Dollar Slides, Hurt by US Stock Market Losses


The dollar retreated against the yen and euro Monday, weighed down by weakness in the U.S. stock market after comments by a top Citigroup official raised anew concerns about global credit.

U.S. bond prices rose, boosted by safe-haven bids, while equities posted sharp losses, led by financial services, on Citigroup's gloomier economic outlook.

Citigroup Chief Financial Officer Gary Crittenden Monday said he was "not optimistic" that markets for collateralized debt obligations and other fixed-income products, hammered by this summer's credit crunch, will soon recover.

Stocks Deal a Blow to Dollar

"The stock market is definitely having an impact on currencies," said Brian Dolan, chief currency strategist at in Bedminster, New Jersey.

"The relationship between equity markets and the yen crosses has come back in full force and that's the primary driver today. It looks like Citigroup's comments that the credit crisis is intensifying has precipitated the stock market decline," Dolan said.

Citigroup and other global banks earlier said they were pooling money to prevent investment funds from having to dump assets into the market. The news initially lifted stocks, but shares later fell as the move reawakened concerns about the fallout from the credit squeeze.

The yen, which tends to fall as risk appetite increases as investors borrow cheap yen to buy higher-yielding assets, fell in response to firmer equities earlier, and the dollar hit a peak of 117.94 yen, its highest since mid-August. But the dollar slipped against the yen as stocks dropped to trade at 117.33 yen, down 0.2 percent on the day.

Also weighing on the dollar against the yen was the surge in oil prices, which jumped to an all-time high above $85 per barrel on Monday. Oil prices were propelled by strong demand from booming commodity markets.

The euro rose 0.1 percent to $1.4199, not far from its record high above $1.4280 set two weeks ago.

Against the yen, the European currency traded as high as 167.72 yen, according to Reuters data, its highest level since July 23. It last traded at 166.61 yen, little changed on the day.

The dollar weakened against a basket of six major currencies, trading 0.1 percent lower at 78.084.

Bernanke to Speak Late Monday

With no first-tier economic data due Monday, investors were focused on a speech by Federal Reserve Chairman Ben Bernanke on the economic outlook scheduled for 7 p.m. New York time hint on the outlook for U.S. interest rate cuts.

"We caution that the speech may be particularly dollar positive in the event that Mr. Bernanke expresses an upbeat assessment on consumer spending to the extent of scaling down expectations for further rate cuts," said Ashraf Laidi, chief currency strategist at CMC Markets USA in New York.

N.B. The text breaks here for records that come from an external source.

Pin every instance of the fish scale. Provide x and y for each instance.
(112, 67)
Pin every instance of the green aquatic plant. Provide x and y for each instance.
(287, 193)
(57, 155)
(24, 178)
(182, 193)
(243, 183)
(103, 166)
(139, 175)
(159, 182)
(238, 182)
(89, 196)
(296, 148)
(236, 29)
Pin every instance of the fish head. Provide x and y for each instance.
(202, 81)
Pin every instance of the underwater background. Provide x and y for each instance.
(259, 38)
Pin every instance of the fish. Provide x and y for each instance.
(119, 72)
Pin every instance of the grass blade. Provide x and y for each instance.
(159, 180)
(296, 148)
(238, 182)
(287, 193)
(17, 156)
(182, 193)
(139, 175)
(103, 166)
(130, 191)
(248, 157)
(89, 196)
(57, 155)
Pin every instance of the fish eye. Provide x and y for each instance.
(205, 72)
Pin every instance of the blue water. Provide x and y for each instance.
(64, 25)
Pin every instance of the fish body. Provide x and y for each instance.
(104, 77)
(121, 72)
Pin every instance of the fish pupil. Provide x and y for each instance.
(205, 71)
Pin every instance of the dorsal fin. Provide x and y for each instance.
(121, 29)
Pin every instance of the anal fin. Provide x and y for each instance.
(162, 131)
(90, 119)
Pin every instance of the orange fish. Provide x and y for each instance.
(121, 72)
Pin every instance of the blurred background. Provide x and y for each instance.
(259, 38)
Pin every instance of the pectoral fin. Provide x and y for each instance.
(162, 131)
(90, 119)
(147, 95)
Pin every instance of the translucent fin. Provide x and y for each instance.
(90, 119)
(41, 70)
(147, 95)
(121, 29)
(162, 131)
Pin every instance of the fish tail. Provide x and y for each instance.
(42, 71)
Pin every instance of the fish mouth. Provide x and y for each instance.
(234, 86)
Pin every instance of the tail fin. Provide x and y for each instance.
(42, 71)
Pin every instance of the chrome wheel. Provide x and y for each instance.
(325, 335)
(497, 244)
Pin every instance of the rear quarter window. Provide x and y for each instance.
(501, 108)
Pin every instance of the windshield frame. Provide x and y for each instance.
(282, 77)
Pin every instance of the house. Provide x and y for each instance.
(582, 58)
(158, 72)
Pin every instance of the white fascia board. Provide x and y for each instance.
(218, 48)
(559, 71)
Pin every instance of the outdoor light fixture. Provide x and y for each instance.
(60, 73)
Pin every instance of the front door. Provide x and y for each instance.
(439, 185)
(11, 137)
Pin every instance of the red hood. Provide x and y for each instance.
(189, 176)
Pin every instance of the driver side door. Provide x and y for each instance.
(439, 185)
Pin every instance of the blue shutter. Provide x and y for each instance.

He expects Bernanke to shed light on the resilience in consumer spending, which has the potential of dampening chances for Fed easing this month.

Market players are also cautious about making active bets on currencies ahead of the G7 meeting later this week.

Amid the focus on the G7,  European Central Bank President Jean-Claude Trichet told a Russian newspaper, which was published on Monday, that the euro's exchange rate should reflect fundamentals and excessive currency moves are bad for growth.

"Because of the G7 meeting later this week, we are expecting lots of commentaries from government officials, but I doubt, unless we see real intervention, that their commentaries will have any lasting effect on the dollar or the yen or even on the Chines yuan," said Brian Taylor, senior currency trader at M&T Bank in Buffalo, New York.